Put yourself in your visitors’ position
How do your visitors feel when they arrive at your website? Do they feel relieved knowing they have found the information they searched for? Or do they feel less confident than ever about what it is you do, sell or offer? Do they land on your website and unwittingly dive deeper and deeper into its pages being drawn in by the wonderful, compelling content? Or do they glance at the first sentence and click out to try someone else’s site?
These are all vital considerations when writing copy for your website. Have you ever distanced yourself as the business owner and really looked at your website to see how inviting it is to others? If you don’t find the content interesting, informative, entertaining or powerful, how would anyone else?
Optimisation schmoptimisation
The thing is, Search Engine Optimisation – or SEO – has a lot to answer for. There’s an awful lot of information out there on the World Wide Web about how to attract traffic to your website. You have to do some pretty serious research on keywords and determine which are high-ranking and which are highly competitive. You also have to determine which ‘long tail keywords’ will help you cast a wider net and broaden your audience. Then you have to write your copy to incorporate all of that wisdom without it seeming like it’s written for the so-called ‘Google-bots’.
Frankly, SEO is important, but when it comes down to brass tacks, your website content has to drive your visitors’ buying decision. The best SEO in the world will attract heavier traffic than 42nd Street on opening night of Les Miserables. But, just like the famous New York City thoroughfare, the traffic may not be targeted to that one particular attraction. Each page on your website has to have its own SEO optimisation to attract the right visitors to the specific page they’re looking for. Sound complicated? It can be! And you’d be forgiven for thinking that hiring a copywriter would be the best way to attack the issue.
Website visitors arrive via more routes than Google search
Remember, visitors don’t only arrive at your site via Google search, and this is a factor that escapes many people’s minds when they think about writing their website content.
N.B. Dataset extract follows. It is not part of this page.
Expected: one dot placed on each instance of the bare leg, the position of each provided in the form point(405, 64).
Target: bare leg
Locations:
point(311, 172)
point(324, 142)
Website visitors also arrive at sites via:
- Paid Google or Facebook ads
- Social media links
- Recommendations from friends or colleagues
- Referrals from other sites
- Banner ads
- Typing the URL in from a business card, car signage, T-shirt or shopfront sign
- Information in print material including books, newspapers and magazines
- Marketing material such as flyers, banners, special offers
Few of the above rely on SEO at all! But however your visitors arrive at your site, you need to ensure that their needs are met once they get there. Your website content must perform on several key fronts:
- Does it answer as many questions as possible that a potential customer may have?
- Does it speak to the potential customer in a language they would expect from a company that offers what yours does?
- Does it alienate with too much tech-speak and corporate mumbo jumbo?
- Does it direct visitors along a clear path to conversion? In other words, does it take them from interest to enquiry or purchase without too many distractions that may make them switch off?
- Does it make it easy for your visitor to do business with you?
- Does it articulate your brand values?
- Does it read naturally … without an obvious concentration of repetitive keywords that make it seem like it’s trying too hard to be Google’s best friend?
Visitors first, Google second
Considering Google recently overhauled its algorithms to make SEO even more complex than before, now is the perfect time to be writing your website content with your visitor in mind. The highest traffic volume in the world won’t increase your sales one iota if your visitors can’t – or choose not to – read what you’re about. Writing for your customer will naturally incorporate many of the keywords that will help Google to help visitors find your site. Once you’ve written your site, then you can retrofit the appropriate keywords that turn up as a result of your research.